= Proffer agreement =

Agreement in US criminal law

In United States criminal law, a proffer agreement, proffer letter, proffer, or "Queen for a Day" letter is a written agreement between a prosecutor and a defendant or prospective witness that allows the defendant or witness to give the prosecutor information about an alleged crime, while limiting the prosecutor's ability to use that information against said defendant or witness.

As part of the agreement, the subject may agree to create a statement, known as a proffer statement, setting out their testimony. A meeting in which proffer agreements and statements are negotiated or set out is called a proffer session. The proffer testimony may be recorded as video evidence, in which case it is known as a proffer video.

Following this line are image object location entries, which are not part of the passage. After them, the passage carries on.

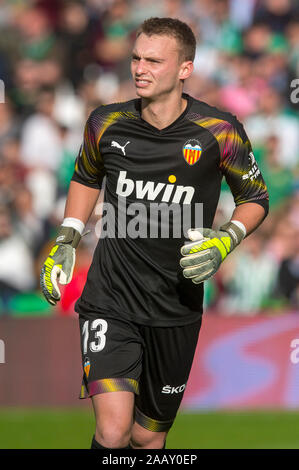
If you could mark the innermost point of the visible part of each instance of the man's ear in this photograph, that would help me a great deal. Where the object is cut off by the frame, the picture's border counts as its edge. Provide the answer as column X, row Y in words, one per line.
column 186, row 70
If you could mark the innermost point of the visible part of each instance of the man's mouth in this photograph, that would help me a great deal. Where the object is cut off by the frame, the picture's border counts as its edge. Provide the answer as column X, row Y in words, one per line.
column 141, row 82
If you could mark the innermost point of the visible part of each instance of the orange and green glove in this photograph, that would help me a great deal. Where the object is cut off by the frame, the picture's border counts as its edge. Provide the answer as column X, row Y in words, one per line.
column 59, row 265
column 204, row 255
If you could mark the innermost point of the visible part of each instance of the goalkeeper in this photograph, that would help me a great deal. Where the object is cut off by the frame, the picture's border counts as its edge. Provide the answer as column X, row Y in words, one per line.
column 141, row 308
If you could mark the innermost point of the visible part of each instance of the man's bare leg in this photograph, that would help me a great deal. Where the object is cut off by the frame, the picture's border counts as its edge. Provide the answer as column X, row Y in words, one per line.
column 114, row 418
column 144, row 439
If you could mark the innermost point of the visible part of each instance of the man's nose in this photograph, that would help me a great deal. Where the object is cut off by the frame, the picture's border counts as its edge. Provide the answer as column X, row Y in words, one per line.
column 140, row 68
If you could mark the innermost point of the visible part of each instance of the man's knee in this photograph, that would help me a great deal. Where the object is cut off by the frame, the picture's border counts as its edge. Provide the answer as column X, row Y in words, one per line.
column 113, row 436
column 144, row 439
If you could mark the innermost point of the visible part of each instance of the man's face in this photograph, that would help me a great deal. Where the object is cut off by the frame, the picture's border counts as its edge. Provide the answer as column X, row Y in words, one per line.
column 156, row 66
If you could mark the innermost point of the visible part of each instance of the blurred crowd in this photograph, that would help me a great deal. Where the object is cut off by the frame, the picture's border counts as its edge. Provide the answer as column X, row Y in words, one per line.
column 60, row 59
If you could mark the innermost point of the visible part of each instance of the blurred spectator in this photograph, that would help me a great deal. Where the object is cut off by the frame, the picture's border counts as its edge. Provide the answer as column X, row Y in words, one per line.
column 276, row 13
column 16, row 267
column 279, row 178
column 288, row 275
column 272, row 120
column 248, row 278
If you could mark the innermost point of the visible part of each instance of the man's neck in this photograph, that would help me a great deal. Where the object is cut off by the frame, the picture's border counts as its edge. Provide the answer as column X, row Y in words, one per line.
column 162, row 113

A proffer does not ensure immunity; however, it often involves a deal for leniency. For instance, a defendant might secure a recommendation for a lighter sentence or other significant advantages in return for providing valuable and truthful information.

== Risks ==
Although the statement from the proffer agreement may not be used by the prosecutors, it often results in discovery of new evidence, which may be used. Many defendants are reluctant to engage in a proffer agreement for this reason.

== Examples ==
Examples of proffer agreements include:

- According to The New York Times, Rudy Giuliani made a proffer agreement with U.S. federal prosecutors in 2023 as part of the January 6 investigation by special counsel Jack Smith
- Former lawyer Kenneth Chesebro made a proffer agreement with prosecutors in the state of Georgia in 2023 in relation to the Georgia election racketeering prosecution, part of Donald Trump's attempt to overturn the 2020 election results. Jenna Ellis and Sidney Powell made proffer videos in the same case.
- Duane 'Keffe D' Davis made a proffer agreement in 2009 in regard to the death of Tupac Shakur
- Joran Van Der Sloot admitted in a proffer letter to killing Natalee Holloway in 2005 as part of a plea deal relating to charges of wire fraud and extortion against Natalee's mother Beth Holloway.